Concerns over school discipline bubbled up during a two-hour discussion Tuesday, Oct. 22, when the district held its annual Indian Policies and Procedures (IPP) meeting. Soft-spoken Ute Mountain Council member Juanita Plentyholes voiced concerns over the lack of school counselors throughout the school system. That shortfall, she said, ultimately injures the students.
The district currently employs less than a handful of school counselors.
“It’s a disgrace,” admitted school superintendent Alex Carter. “There’s nothing I’d like more than to have a full-time counselor at each of our schools. It’s a big problem.”
The Montezuma-Cortez Middle School is the only institution in the district with a full-time counselor for each grade level. Mesa Elementary doesn’t have any counselors.
“When you cut budgets, you cut support staff,” Carter said. “Counselors are some of the first to go, and it’s always a disaster.”
“Instead of a student who shows up with trauma going to see a counselor, they instead go to algebra,” he said. “You never know what a counselor may have prevented until they leave.”
During the 2011-2012 school year, the district expelled 32 students. Last year, those numbers dropped 75 percent, a vast improvement, Carter argued. Stating new school administrators have been directed to use expulsion as a last resort.
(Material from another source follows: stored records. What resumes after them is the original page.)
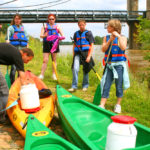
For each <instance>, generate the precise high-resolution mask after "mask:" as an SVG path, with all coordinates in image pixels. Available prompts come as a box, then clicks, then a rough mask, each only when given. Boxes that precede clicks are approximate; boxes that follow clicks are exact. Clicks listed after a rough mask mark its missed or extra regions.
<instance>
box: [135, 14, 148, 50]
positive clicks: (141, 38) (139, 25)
mask: <svg viewBox="0 0 150 150" xmlns="http://www.w3.org/2000/svg"><path fill="white" fill-rule="evenodd" d="M139 21H140V22H139V24H136V27H137V31H138V33H137V34H136V35H134V36H135V37H136V42H137V43H140V44H141V49H144V50H149V49H150V20H147V19H145V18H142V17H139Z"/></svg>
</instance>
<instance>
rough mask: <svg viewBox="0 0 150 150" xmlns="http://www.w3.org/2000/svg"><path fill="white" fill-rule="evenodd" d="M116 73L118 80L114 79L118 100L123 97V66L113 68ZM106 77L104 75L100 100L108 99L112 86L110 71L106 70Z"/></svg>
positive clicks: (112, 80)
mask: <svg viewBox="0 0 150 150" xmlns="http://www.w3.org/2000/svg"><path fill="white" fill-rule="evenodd" d="M114 68H115V69H116V71H117V73H118V79H115V86H116V96H117V97H118V98H121V97H123V66H122V65H118V66H115V67H114ZM107 69H108V71H107V75H106V81H105V84H104V88H103V94H102V98H108V97H109V91H110V87H111V84H112V81H113V80H114V78H113V72H112V70H111V69H109V68H107Z"/></svg>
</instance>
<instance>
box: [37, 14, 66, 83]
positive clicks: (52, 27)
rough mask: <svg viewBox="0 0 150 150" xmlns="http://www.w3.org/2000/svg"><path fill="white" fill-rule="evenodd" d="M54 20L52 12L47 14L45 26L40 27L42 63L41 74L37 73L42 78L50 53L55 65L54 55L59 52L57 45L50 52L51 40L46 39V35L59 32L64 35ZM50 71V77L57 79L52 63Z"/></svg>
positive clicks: (51, 45) (55, 59)
mask: <svg viewBox="0 0 150 150" xmlns="http://www.w3.org/2000/svg"><path fill="white" fill-rule="evenodd" d="M55 21H56V16H55V15H54V14H49V15H48V20H47V23H46V27H42V29H41V34H40V37H41V38H43V64H42V69H41V74H40V75H39V78H40V79H44V73H45V70H46V68H47V64H48V60H49V55H50V54H51V57H52V61H53V62H54V64H55V66H57V63H56V55H57V53H59V45H58V47H57V49H56V51H55V52H54V53H51V52H50V50H51V49H52V47H53V42H52V41H48V40H47V37H48V36H51V35H59V34H60V35H61V36H62V37H63V36H64V35H63V32H62V29H61V27H60V26H59V25H57V24H56V23H55ZM52 72H53V75H52V78H53V79H54V80H57V78H56V74H55V68H54V66H53V65H52Z"/></svg>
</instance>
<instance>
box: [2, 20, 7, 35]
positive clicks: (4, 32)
mask: <svg viewBox="0 0 150 150" xmlns="http://www.w3.org/2000/svg"><path fill="white" fill-rule="evenodd" d="M8 27H9V24H7V23H3V24H2V27H1V31H2V33H4V34H6V33H7V28H8Z"/></svg>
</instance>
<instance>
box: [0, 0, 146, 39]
mask: <svg viewBox="0 0 150 150" xmlns="http://www.w3.org/2000/svg"><path fill="white" fill-rule="evenodd" d="M8 1H10V0H1V1H0V4H2V3H4V2H8ZM58 1H60V3H61V2H65V1H68V2H66V3H63V4H60V5H56V6H52V5H54V4H58ZM48 2H53V3H51V4H48V5H40V6H36V7H28V8H24V9H39V8H41V7H43V6H45V7H46V6H47V8H45V9H54V10H59V9H61V10H62V9H63V10H71V9H72V10H127V0H40V1H39V2H37V0H15V2H13V3H10V4H6V5H3V6H1V5H0V8H2V7H20V6H25V5H38V4H42V3H48ZM54 2H55V3H54ZM56 2H57V3H56ZM138 6H139V8H138V9H139V10H146V0H139V4H138ZM23 25H24V26H25V29H26V30H27V32H28V33H29V34H30V35H32V36H34V37H37V38H39V36H40V31H41V27H42V24H35V23H34V24H25V23H24V24H23ZM59 25H60V26H61V28H62V30H63V33H64V35H65V37H66V39H65V41H70V36H73V34H74V32H75V31H77V30H78V29H79V28H78V25H77V23H59ZM86 28H87V29H88V30H91V31H92V33H93V35H94V36H97V35H98V36H101V37H103V36H105V35H106V34H107V30H106V29H104V23H87V26H86ZM128 30H129V29H128V25H127V24H125V26H123V27H122V34H123V35H125V36H126V37H128Z"/></svg>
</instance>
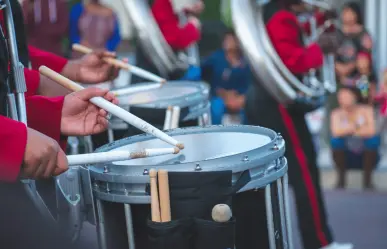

Of those expelled, records reveal that Native American students were disproportionately impacted.
“Expulsions used to be viewed as an easy solution, but often times they are the wrong solution, and they lead to decreased academic performance,” Carter said.
Outgoing Ute chairman Gary Hayes urged the district to inform the Ute Mountain Ute Tribal Council when disciplinary incidents arose inside the schools. Armed with that information, he said the tribe could better work with parents to possibly subside future problems.
“We want an opportunity to address these issues,” Hayes said.
Often times in the past, Hayes said Ute students and parents not only felt disciplinary issues were one-sided, but they also believed that their voices were silenced and not taken seriously.
“It’s easy to suspend a student, but that doesn’t solve the problem,” he added.
To help offset the lack of school counselors, Hayes said the tribe would search for funding at both the state and federal levels. He also asked the district to help facilitate evaluation measures that could identify potential early childhood disability problems in order to reduce future disciplinary conflicts.
“If there are ways we can support each other, then we need to do it,” Hayes said. “We have to stop pointing fingers and work together.”
Hayes said he was very appreciative of Carter’s attempts to bridge the gap between the school and the tribe. By Carter attending Tribal Council meetings, Hayes said that demonstrates a level of respect that he has for all students in Montezuma County.
“Diversity is the strength of our nation, and diversity should be the strength of our county,” Hayes said. “In order for that diversity to work, we have to have respect for one another.”
In addition to respect, Plentyholes added that tribal members must continue to evolve and realize the value of an education. Generations of Utes have long held that teaching life skills, such as raising sheep or making pottery, were more important than teaching children to read and write, she said.
“Reading, writing and math: these things are important for our young people to survive,” Plentyholes said. “Slowly, we’re starting to realize the importance of that change.”
Of the natives enrolled in the local school district, about half are Navajos and about 40 percent are from the Ute Mountain Ute Tribe.
A special meeting held every October, the IPP is designed to discuss participation of Native American children in school programs and activities. Other topics addressed at Tuesday’s meeting include academic performance gaps, attendance measures, graduation rates and funding issues.